One man was caught on camera stealing a bag full of items in June from a local Walgreens as two people and a security guard stood by. Jason Cunningham, a regional vice president for the retail company, said last month the cost of business and shoplifting has led Walgreens to shut down 17 locations in San Francisco in the last five years, the San Francisco Chronicle reported.

In a related incident Monday night, a group of people robbed a Neiman Marcus store in what may have been an instance of organized retail crime. The perpetrators smashed display cases and stole items before fleeing the scene, video footage shows.

It may be no coincidence, then, that permissive policies passed by local Democrats in recent years turned the city into a Gothamesque hub for retail crime.

In 2014, voters approved a ballot measure known as Proposition 47 which reclassified nonviolent theft as a misdemeanor as long as the total value of goods stolen is less than $950. The move was backed by progressives but several retail executives, police officers and local officials have pointed to Prop 47 as an incentive for criminals.

The city’s Democratic District Attorney Chesa Boudin, who took office in January 2020, has similarly made decreasing penalties for nonviolent offenders a core part of his agenda. He has also worked to ban cash bail, reduce prison sentences and even said his office would not prosecute public urination in a city where improper waste disposal has been an issue for years.

Boudin said in February 2020 that his office would no longer prosecute contraband charges that originated from minor traffic infractions. He also promised to stop using gang affiliation status in sentencing. He suggested, as other progressives have, that tougher crime laws are both exploitative and racist.

“Pretextual stops and sentencing enhancements based on who you know rather than what you did are relics of the tough-on-crime era that failed to make us safer,” Boudin said at the time. “Instead, they led to mass incarceration, targeted innocent black and brown drivers, and increased recidivism. They stand in the way of fairness and justice.”

Kate Chatfield, a senior official at the District Attorney’s office, linked fear of a crime surge to racism and white supremacy in a tweet responding to a San Francisco resident who expressed concerns on Twitter that the city is becoming less safe.

In recent years, a progressive pushback against tough-on-crime prosecutors and lawmakers has been taking place in cities across the country. Congressional Democrats including members of “the Squad” have also helped mainstream opposition to tough-on-crime laws and police departments, which progressives often point to as examples of “systemic racism.”
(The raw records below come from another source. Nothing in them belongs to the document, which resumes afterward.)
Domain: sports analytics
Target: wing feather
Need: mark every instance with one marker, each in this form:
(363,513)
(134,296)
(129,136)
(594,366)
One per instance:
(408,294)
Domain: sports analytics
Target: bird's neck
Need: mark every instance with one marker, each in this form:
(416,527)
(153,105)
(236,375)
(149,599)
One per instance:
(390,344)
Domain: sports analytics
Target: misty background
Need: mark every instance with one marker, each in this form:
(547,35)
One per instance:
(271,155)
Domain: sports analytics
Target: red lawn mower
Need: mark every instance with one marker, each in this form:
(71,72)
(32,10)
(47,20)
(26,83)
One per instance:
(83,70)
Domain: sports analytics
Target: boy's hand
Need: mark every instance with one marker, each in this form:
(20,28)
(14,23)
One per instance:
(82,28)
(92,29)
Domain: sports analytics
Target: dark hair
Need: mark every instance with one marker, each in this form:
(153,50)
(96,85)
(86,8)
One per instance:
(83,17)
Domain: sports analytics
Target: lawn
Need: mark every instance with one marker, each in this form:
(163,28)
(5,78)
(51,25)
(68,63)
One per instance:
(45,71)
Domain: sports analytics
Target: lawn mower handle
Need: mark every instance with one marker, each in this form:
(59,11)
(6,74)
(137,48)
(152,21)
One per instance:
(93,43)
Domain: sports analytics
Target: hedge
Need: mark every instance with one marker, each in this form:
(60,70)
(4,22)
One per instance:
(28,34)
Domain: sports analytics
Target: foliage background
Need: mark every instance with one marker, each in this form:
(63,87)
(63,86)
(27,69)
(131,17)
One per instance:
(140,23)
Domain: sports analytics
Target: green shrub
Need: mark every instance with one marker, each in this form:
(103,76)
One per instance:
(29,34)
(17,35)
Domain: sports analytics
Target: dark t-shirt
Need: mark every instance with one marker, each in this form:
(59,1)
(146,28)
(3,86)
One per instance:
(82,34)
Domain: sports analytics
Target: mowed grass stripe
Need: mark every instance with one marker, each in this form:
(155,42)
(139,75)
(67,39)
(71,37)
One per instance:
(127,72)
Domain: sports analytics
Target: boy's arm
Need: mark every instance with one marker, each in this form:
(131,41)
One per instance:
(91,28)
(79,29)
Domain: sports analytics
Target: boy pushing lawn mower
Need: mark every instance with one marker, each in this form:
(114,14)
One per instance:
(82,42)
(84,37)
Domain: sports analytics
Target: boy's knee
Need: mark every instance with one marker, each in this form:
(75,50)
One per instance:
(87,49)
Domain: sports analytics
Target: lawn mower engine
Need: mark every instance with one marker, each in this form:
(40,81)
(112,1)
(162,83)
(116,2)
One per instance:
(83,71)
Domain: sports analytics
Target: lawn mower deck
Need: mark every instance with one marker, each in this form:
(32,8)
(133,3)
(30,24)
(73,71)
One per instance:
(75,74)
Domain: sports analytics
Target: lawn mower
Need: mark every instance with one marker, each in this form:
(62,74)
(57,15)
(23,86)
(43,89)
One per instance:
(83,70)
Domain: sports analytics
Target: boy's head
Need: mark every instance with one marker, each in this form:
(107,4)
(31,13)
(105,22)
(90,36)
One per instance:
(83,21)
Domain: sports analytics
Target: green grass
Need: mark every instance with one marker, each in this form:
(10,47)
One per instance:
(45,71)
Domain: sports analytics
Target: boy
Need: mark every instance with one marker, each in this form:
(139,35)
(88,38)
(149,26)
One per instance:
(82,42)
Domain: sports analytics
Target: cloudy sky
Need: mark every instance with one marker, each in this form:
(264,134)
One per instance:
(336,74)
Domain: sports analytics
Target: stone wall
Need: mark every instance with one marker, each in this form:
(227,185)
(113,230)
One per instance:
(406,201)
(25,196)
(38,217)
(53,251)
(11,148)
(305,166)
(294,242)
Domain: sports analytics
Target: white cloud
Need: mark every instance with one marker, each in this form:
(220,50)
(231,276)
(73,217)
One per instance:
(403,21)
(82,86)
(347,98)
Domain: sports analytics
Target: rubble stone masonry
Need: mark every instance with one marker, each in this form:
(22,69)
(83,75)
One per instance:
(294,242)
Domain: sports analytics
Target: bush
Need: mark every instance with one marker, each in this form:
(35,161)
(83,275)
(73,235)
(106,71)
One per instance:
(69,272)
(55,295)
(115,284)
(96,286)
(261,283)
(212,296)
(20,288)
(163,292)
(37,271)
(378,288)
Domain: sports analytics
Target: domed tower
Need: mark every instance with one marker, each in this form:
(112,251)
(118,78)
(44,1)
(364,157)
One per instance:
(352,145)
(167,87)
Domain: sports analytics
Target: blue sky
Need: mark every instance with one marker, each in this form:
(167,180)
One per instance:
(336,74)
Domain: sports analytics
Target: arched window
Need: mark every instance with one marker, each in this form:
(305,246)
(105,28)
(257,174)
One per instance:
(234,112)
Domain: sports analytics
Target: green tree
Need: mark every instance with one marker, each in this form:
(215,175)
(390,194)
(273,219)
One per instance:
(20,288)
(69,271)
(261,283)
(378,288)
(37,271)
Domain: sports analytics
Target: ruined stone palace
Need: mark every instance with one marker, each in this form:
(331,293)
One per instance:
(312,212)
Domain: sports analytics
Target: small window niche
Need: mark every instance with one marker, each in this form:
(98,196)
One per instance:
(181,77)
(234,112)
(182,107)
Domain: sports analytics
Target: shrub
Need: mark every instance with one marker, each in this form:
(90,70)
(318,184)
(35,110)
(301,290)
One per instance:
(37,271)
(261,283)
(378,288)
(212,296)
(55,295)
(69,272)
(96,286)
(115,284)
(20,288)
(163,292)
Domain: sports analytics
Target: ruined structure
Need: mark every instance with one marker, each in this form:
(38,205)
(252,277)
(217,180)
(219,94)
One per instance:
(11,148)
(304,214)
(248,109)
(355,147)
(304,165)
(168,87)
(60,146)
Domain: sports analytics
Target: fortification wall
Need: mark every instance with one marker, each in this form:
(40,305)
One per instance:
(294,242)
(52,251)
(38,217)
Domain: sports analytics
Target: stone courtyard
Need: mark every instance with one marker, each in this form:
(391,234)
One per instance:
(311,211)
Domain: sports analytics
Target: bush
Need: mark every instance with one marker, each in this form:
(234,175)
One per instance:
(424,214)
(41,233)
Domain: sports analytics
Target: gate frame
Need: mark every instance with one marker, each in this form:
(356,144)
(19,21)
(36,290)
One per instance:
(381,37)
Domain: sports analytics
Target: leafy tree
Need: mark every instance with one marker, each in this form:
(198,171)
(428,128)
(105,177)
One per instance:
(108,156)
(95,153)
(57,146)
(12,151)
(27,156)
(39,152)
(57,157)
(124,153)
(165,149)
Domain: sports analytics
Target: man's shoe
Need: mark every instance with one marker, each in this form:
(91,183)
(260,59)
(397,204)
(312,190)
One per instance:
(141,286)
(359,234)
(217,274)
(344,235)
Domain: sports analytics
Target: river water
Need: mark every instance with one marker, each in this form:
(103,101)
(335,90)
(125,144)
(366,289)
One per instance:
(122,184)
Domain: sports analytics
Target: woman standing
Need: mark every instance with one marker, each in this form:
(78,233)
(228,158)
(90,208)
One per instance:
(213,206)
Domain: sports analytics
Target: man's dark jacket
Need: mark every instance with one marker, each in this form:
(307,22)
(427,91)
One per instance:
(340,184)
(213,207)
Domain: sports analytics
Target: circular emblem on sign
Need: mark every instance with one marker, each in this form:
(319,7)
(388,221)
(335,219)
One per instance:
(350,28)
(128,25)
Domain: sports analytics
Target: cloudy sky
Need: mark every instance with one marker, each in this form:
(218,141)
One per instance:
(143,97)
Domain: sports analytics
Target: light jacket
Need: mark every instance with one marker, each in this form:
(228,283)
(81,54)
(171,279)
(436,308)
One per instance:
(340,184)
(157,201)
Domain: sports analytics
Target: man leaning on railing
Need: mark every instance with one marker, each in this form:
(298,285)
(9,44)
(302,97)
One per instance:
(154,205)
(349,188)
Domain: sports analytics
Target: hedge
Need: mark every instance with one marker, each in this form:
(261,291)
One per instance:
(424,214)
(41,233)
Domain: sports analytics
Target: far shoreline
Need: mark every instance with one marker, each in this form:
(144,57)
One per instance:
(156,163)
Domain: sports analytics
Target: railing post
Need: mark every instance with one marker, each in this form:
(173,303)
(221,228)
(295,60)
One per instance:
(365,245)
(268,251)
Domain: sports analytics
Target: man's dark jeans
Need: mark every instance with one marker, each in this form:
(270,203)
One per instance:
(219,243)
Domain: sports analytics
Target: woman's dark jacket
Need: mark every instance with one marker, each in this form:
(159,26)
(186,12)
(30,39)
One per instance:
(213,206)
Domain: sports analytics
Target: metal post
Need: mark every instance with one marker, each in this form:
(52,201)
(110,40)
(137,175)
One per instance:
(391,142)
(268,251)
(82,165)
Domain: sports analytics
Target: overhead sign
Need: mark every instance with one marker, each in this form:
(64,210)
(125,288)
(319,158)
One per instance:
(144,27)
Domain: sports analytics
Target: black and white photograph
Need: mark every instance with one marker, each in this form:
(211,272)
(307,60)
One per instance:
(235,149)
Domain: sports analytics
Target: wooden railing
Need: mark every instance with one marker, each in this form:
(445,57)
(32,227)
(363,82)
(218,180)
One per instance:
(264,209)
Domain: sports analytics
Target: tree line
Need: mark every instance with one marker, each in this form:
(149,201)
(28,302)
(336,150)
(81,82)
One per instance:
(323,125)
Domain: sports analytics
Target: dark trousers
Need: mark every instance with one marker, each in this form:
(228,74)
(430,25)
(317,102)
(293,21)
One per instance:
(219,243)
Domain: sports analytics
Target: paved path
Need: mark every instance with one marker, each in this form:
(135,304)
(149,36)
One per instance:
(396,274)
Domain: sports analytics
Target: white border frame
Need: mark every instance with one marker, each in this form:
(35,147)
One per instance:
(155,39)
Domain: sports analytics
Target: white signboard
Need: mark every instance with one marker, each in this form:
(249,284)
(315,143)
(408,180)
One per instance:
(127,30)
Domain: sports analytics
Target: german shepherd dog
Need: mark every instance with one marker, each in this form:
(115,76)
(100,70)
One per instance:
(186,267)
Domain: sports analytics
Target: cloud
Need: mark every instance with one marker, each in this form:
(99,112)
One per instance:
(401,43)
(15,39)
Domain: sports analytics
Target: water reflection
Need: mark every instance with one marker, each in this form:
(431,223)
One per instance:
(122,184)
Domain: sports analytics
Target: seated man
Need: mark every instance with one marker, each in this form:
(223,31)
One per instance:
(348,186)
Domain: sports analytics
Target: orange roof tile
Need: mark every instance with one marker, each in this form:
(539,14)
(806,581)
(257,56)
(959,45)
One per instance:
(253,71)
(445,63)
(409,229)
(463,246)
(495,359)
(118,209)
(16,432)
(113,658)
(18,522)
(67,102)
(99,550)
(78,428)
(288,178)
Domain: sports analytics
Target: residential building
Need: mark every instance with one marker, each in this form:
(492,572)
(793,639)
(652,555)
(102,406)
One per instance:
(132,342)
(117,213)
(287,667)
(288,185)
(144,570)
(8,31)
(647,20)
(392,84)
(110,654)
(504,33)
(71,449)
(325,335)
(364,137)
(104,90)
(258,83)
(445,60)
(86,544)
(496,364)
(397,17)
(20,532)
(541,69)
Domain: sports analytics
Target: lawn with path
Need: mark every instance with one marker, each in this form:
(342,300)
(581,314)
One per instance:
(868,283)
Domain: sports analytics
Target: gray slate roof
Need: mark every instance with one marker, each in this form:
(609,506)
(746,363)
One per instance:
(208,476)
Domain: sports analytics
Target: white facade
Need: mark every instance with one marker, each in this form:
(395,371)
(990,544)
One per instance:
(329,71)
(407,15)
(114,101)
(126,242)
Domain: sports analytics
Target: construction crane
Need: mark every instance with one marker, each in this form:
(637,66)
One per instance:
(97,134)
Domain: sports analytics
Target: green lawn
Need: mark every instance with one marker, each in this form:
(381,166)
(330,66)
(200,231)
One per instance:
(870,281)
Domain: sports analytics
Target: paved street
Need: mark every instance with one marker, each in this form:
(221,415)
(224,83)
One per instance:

California Retailers Association president Rachel Michelin told the Daily Caller that the issue of retail crime “is not a new one” and industry groups have been working with law enforcement and governments to deal with offenders, especially organized crime rings that “prey on retailers, both large and small.”

Michelin said laws like Prop 47 “probably add to” an increase in crime and noted there have been issues working with local law enforcement and elected officials because the legal environment has not deterred either larceny or organized retail crime.

“We need to make sure that when these folks go into a city, they know that if they’re caught, they’re going to be prosecuted and they’re going to be held accountable for their crimes,” she said. “And that’s where we’re running into some of the problems.”

Michelin also told the Caller that Democratic California Gov. Gavin Newsom has been “very supportive” of industry efforts and his latest budget allocates $5.7 million toward an organized retail crime task force. But she stressed the need for local leadership in order to address rising crime rates in the long-term.

“The question is whether there is leadership — particularly at the local level — in San Francisco to make that happen,” she said. “Unless we have everyone on the same page — particularly law enforcement, the District Attorney and elected officials — it’s going to continue to fester.”